Hacker News new | ask | show | jobs
by giveupitscrazy 1468 days ago
I definitely recognized the voice of real people alive today in your example set. I assume it's some kind of a trained ai you feed hours of content to for them to determine the speech pattern, question is, are you paying royalties to those individuals for their contributions?
1 comments

I'm not. I'll try to reach out and figure out a license of some sort. I suspect the royalties we could pay out is probably negligible. I think it might be safest for me to get rid of the "recognizable" voices and simply create new synthetic voices that are not of real people.
I'm pretty sure tech like this is similar to self-driving tech like 6-10 years ago in the sense that there are no laws addressing it. Like no one wrote a law saying "a driver must be in the driver's seat of a car" ahead of time. Youtube has already reinstated a Jay-Z audio deepfake that was originally taken down.

https://www.theverge.com/2020/4/28/21240488/jay-z-deepfakes-...

has more details

I agree, I think entirely synthetic voices will be the way a lot of services like this can operate in the future. Unfortunately I haven't seen much research in this area. Guess it's outside the typical "take a dataset and optimize the hell out of it" realm of a lot of ML research since the synthetic voice will not exist in any dataset ahead of time.

Been thinking a lot about how to accomplish this myself for a similar product I'm building, glad to hear someone else is thinking about it too!

Would it be possible to mix multiple people/voices in a training set? Or does that confuse the AI? Could be interesting to create a real but kind of not real model. If that makes sense…
Plenty of the internet lawyers came out to rabidly defend the right of Github to pirate data to feed into Copilot, so I wouldn't be that worried about IP. I would be more worried about picking the wrong voices, such as those with strong political connotations.
That's a great insight. I'll look into the Github/Copilot more. I can't code without Copilot anymore and that piques my interest. But yeah, we def need politically neutral voices.
on the flip side, I found the "professor" voice endearing. I'm not necessarily a fan (although not a hater either), but I thought it was:

A. Impressive display of capability

B. A very clever choice as it's recognizable but not as universal as say Obama's voice or Joe Rogan's would be

C. Brilliant marketing

I probably wouldn't offer it as a "real" voice for use in bulk through the API due to the legal concerns, but on the marketing page it's really cool and I would hang on to it. Plus if you get sued it would be great publicity :-)

Haha, I really appreciate this feedback. Everything I wanted to hear.

Frankly, trying to fight against the Goliath, with 0 marketing budget, and I’m desperately hoping to create noise. Breaking a rule or two is something AWS can’t do at their scale.

On the bulk offering, I do have a clear path forward. In short, I can create new synthetic voices. It’s like those this-person-does-not-exist images but for voice. “unreal speech”

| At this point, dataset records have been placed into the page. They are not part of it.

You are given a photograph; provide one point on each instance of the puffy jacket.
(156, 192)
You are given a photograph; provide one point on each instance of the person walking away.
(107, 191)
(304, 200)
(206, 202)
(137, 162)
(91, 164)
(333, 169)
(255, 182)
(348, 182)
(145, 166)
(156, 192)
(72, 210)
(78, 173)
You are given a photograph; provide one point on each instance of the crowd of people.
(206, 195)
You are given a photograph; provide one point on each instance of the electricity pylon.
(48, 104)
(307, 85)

This is a typical brute behavior. It's not about breaking a rule or two for the sake of success, it's about doing it while riding on people's backs. You think that stealing someone's voice is ok for a small startup company because you don't have the budget to know better while this is not the issue at hand. You obviously know this is wrong and are trying to get away with it riding on people's good intentions.

This is blunt and clear immoral behavior and you are fully aware of it. You just think that you have the right to reach success not by your own skills, but by stepping on other people, and until they complain you'll keep doing it.

PS: Even if Amazon does the same thing it's no excuse for you. Look up tu quoque fallacy.

The "Professor" voice is very clearly Jordan Peterson, which is likely what you're getting at.